-¿Les parece fea esta cicatriz en mi nalga? Yo ya la asimilé, hasta me llegué a encariñar con ella. Jamás me la quise quitar, aunque pude haberlo hecho.

Estábamos todos exhaustos. Estaba empezando el invierno, pero el clima era sofocante dentro de esa casa. Eso y el tremendo esfuerzo físico que habíamos hecho nos estaba haciendo transpirar como cerdos. Nuestros cuerpos desnudos nos descubrían más patéticos de lo que éramos: tres hombres que, pese a ser atletas fornidos, nos encerrábamos en nuestras debilidades mujeriles para esconder el mundo en “Terremotos Abismales”, como decía el Poeta.
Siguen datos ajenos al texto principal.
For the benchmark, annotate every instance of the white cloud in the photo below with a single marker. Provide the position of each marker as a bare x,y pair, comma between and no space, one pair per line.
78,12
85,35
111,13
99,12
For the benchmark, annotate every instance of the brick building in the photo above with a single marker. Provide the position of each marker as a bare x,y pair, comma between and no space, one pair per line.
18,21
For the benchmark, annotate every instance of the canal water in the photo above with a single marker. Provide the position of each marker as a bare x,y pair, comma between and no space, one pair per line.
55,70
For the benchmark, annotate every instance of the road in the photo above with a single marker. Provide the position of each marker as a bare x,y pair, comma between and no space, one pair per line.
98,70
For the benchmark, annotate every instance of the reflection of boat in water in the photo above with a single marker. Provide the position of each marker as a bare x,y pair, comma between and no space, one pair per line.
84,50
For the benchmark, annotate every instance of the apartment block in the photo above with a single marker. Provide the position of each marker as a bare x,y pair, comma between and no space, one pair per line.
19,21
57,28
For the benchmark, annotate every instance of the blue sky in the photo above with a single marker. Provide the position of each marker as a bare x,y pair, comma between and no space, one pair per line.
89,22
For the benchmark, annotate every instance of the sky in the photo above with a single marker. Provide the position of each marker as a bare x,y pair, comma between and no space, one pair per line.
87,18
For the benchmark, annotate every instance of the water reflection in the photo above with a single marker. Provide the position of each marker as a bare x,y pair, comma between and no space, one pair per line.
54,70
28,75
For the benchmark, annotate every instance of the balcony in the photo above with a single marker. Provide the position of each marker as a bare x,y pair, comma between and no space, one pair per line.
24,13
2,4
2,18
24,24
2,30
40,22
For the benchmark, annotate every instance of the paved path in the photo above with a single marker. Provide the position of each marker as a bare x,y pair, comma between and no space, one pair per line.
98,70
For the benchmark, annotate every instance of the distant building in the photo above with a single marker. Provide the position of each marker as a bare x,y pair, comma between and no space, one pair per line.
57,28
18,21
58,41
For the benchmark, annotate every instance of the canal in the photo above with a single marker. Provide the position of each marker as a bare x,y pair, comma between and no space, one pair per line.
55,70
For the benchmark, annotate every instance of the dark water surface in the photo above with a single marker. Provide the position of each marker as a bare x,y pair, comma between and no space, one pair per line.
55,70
No pudimos evitar sentir, en contactos ambiguos, una irregularidad en la piel del Bailarín. El Poeta,  curioso, le preguntó sobre su origen. El Bailarín pareció halagado por la pregunta, y comenzó a contar una historia. Parecía que ya la había narrado varias veces, ya que no se privó del uso de figuras retóricas desconcertantes en él (por otra parte, el abuso del oxímoron y de hipálages nunca puede ser muy recomendable).

-Debo su génesis a un hecho curioso. De pequeño, como sabrán, era fanático del fútbol; me llamaban la atención esos hombres bestiales embebidos en frenéticos griteríos. Tenía cierta afición por "Bx". Esa tarde, mi equipo se había enfrentado con el extinto "MdK" y había perdido por 3-0. Impotentes lágrimas humedecieron mis manos. Mi padre, que estaba al lado, me castigó y me dijo que los hombres no lloran maricón. Mi madre, con sonrisa caritativa, me apañó y me dijo que no me tenía que preocupar por el fútbol, que había cosas más importantes bebé. En sus brazos me quedé al abrigo de la cruel noche televisiva, hasta que traspasé la barrera horaria permitida para menores de edad y pude ver esas películas que me estaban vedadas. Vi, recuerdo, muchas películas de terror. El miedo me  sobrecogió, y cuando me llevaron a acostar, no pude dormir. Me desligué de las inquietas sábanas y fui a buscar amparo en el lecho materno. Abro la puerta. Ahí estaban. Mi papá, de rodillas en la cama, sostenía las nalgas de mi mamá y las atraía hacia sí. Fue un segundo infinito en donde el atroz y súbito silencio me aturdió. “¿Por qué, pensaba, le perfora el ano a mamá?”. Hasta que no vi películas pornográficas años más tardes, no pensé en que quizá la penetración fue vaginal, ya que hasta entonces yo pensaba que el sexo de la mujer era un ombligo debajo del ombligo, como un pene metido hacia adentro. Instantes después mi padre me fajaba. Yo no me atrevía a llorar. Esta pasividad pareció irritarlo, ya que me desnudó, sacó un cinto (odio usar cinturones ¿recuerdan?) de esos con hebilla enorme y helada. Con eso me perforó la nalga. Esa noche me hizo hombre.